一度失ったら二度とは手に入れることができない文化財。
"対岸の火事"では済まされないはずですが、日本でも「文化財防火デー」に2割の市町村が何もやっていないことが文化庁の調査で判明するなど、国内の防火体制も決して万全とはいえません。
又、先日のソウルの南大門のように、古い木造建築物が多い文化財は火の回りも速く、火災を感知して消防自動車が到着して消火活動をしてもすでにかなりの損害が発生してしまうこととなります。
まずは不審者を敷地内に入れないこと。そのためには「外周警備」が必要です。
又、火災は火災が発生して温度が上がったのを検知するのではなく、炎の段階ですぐに検知し、初期対応することが大切です。
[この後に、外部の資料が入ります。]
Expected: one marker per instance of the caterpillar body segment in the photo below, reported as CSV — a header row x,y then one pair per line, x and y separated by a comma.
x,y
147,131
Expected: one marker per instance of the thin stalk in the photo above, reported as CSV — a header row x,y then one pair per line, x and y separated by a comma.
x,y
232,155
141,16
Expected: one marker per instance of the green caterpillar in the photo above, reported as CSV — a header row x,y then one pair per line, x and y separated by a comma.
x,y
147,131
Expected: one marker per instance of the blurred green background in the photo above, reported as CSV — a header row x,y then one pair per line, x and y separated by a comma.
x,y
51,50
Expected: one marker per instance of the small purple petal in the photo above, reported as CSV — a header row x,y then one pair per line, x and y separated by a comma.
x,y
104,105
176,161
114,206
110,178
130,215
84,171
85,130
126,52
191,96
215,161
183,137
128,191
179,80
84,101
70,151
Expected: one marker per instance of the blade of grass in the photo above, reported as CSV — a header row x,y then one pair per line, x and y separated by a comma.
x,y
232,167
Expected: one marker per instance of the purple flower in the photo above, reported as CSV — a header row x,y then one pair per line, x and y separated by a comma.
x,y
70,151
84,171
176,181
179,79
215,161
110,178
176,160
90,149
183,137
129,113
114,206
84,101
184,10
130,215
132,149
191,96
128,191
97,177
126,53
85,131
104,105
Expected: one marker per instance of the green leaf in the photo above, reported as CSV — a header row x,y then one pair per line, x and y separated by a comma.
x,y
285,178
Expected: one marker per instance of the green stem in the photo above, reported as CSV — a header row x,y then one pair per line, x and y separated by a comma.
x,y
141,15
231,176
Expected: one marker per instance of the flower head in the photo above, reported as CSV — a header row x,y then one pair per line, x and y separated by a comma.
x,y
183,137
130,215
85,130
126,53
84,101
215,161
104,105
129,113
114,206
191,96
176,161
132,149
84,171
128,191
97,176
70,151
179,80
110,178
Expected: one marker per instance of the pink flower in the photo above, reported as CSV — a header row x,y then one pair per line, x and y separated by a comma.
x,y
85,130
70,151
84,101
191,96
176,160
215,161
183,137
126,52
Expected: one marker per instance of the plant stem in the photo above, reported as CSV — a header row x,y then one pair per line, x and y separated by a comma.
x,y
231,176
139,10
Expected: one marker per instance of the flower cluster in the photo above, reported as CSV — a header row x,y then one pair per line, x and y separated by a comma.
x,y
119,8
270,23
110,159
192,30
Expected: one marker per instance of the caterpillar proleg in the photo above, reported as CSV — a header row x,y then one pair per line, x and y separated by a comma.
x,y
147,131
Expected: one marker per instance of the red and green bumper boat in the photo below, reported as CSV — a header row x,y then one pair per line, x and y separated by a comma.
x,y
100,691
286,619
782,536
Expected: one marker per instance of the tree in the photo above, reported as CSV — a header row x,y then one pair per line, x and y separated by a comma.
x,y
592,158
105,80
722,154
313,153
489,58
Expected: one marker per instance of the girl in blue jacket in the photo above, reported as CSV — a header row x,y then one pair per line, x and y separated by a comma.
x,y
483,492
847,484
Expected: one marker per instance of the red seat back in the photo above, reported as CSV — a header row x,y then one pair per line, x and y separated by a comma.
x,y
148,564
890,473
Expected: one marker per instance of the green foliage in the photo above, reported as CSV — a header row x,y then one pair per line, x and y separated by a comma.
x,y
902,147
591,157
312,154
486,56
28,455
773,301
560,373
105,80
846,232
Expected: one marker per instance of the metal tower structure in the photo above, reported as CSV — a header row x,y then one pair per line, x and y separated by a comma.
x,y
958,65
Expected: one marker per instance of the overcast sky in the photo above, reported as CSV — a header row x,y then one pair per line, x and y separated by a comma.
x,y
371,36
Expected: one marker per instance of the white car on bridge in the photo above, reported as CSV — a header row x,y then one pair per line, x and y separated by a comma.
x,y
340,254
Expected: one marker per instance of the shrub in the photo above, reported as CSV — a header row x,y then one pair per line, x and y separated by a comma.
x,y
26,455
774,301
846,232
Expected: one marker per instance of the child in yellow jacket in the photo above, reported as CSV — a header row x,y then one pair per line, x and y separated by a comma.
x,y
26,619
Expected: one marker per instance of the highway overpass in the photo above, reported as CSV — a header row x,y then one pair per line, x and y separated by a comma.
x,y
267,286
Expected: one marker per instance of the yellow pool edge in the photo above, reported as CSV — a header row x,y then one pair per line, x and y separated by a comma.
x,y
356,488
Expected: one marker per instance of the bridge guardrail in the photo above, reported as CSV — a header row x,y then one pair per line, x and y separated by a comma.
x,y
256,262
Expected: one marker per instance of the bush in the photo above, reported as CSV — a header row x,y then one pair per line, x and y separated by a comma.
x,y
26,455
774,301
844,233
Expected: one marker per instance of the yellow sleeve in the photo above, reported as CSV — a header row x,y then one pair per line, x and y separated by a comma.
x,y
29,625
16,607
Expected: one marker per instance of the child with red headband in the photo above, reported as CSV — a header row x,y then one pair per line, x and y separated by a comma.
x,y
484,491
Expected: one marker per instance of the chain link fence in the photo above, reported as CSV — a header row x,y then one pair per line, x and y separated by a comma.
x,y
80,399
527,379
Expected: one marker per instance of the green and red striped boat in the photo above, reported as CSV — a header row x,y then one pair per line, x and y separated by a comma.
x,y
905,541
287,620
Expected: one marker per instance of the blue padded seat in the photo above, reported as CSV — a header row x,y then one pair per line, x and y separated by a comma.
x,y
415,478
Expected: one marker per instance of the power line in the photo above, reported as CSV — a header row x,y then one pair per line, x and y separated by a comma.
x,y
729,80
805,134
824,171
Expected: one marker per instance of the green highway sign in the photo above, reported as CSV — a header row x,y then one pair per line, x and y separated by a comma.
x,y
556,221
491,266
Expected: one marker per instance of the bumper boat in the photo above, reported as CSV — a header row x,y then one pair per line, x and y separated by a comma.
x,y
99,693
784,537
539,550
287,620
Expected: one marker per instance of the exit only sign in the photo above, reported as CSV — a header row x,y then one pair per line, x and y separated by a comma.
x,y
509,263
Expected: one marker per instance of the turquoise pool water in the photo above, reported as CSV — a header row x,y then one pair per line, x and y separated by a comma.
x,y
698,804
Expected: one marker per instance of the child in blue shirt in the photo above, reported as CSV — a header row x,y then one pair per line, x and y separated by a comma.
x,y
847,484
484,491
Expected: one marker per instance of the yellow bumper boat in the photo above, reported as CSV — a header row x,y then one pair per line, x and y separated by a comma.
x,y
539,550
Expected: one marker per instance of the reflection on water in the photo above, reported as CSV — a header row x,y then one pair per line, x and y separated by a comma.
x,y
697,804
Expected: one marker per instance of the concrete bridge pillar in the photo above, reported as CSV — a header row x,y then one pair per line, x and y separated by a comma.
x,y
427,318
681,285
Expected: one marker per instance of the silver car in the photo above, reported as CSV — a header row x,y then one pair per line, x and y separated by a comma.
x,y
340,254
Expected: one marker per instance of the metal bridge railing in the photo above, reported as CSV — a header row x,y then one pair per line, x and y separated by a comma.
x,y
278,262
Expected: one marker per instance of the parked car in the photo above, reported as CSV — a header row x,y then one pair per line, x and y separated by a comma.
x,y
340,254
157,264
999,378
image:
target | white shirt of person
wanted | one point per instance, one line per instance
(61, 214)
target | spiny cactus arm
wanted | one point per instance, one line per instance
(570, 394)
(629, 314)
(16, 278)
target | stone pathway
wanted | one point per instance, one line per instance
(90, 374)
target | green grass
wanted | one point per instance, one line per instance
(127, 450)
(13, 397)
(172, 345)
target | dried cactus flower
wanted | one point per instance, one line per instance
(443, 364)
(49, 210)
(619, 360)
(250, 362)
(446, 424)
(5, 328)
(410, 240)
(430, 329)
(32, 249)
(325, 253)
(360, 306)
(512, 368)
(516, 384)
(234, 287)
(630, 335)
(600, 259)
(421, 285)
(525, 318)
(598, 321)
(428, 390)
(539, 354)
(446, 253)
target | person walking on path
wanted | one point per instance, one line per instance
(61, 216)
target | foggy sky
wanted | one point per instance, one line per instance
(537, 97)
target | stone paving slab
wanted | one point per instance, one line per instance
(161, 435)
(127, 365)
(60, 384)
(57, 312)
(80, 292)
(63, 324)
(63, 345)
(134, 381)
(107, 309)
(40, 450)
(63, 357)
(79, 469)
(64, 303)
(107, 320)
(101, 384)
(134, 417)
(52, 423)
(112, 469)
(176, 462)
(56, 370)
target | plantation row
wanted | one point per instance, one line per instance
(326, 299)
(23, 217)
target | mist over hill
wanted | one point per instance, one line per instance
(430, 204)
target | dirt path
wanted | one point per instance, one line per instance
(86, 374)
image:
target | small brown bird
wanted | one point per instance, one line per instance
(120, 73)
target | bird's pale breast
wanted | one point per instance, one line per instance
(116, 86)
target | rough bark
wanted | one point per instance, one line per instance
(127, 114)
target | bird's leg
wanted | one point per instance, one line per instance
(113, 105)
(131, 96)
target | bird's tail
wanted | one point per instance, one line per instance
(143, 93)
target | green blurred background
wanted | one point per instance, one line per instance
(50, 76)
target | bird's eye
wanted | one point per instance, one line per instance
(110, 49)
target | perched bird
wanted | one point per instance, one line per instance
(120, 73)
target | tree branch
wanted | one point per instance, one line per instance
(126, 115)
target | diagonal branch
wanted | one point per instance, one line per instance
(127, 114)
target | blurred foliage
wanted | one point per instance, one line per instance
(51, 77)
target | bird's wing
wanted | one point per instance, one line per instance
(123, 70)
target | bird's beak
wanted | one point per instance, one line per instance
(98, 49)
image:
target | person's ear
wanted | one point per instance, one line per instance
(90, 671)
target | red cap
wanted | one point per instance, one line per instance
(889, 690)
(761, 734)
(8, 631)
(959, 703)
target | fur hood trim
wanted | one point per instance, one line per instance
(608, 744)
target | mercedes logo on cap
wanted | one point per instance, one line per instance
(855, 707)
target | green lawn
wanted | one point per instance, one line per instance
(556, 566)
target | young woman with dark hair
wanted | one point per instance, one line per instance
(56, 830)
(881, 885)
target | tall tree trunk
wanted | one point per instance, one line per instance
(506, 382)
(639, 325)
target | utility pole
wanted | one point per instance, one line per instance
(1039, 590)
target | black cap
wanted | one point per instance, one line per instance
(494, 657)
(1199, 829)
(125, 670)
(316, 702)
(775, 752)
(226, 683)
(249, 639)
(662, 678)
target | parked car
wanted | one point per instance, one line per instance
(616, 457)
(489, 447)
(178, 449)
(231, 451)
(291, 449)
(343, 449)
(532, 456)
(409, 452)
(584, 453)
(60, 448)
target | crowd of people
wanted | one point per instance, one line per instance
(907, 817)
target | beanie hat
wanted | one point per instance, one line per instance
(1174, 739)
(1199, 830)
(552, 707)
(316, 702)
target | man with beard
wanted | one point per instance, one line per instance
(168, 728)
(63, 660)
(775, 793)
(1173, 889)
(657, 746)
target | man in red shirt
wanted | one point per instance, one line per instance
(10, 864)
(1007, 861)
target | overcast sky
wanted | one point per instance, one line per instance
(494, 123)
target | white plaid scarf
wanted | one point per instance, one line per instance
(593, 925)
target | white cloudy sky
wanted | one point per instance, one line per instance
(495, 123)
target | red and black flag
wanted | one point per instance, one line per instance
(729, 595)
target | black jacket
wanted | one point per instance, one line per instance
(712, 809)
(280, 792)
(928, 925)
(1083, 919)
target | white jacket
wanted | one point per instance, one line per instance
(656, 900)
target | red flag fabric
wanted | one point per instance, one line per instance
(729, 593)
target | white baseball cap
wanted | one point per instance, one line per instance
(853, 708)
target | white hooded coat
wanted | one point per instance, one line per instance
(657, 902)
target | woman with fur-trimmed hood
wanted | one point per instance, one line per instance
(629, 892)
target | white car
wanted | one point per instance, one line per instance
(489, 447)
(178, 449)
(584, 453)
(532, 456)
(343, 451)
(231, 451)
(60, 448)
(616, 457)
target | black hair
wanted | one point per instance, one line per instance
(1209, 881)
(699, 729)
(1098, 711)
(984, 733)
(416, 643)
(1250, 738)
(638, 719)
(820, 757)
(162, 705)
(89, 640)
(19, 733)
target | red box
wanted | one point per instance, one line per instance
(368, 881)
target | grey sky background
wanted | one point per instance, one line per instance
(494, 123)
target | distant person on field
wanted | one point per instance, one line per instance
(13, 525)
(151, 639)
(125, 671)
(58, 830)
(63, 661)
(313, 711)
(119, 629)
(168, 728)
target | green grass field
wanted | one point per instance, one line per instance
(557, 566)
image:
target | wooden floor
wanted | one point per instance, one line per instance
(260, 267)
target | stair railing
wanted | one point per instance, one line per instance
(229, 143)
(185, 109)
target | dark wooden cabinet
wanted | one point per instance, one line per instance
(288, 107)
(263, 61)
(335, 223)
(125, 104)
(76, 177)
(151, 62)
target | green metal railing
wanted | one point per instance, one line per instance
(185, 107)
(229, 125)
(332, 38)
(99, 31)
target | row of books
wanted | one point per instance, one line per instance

「炎センサー」は10メートル先の7cmの炎を検知しますので、放火はもちろんのこと、禁煙場所での喫煙者もすぐに知ることができます。
http://www.securityhouse.net/location/temple/fire/
平成12年に放火で本堂が全焼した京都・大原の寂光院は、せっかく設置してあった侵入者感知センサーの電源を切っていました。センサーが働いていれば放火犯を感知した可能性は高いため、防犯・防災対策はいつ何があってもすぐに対応できるように万全の体制を整えておくことが重要です。
人的なミスは許されません。
私達は大切な文化財を次の世代に引き継いでいく義務があるのです。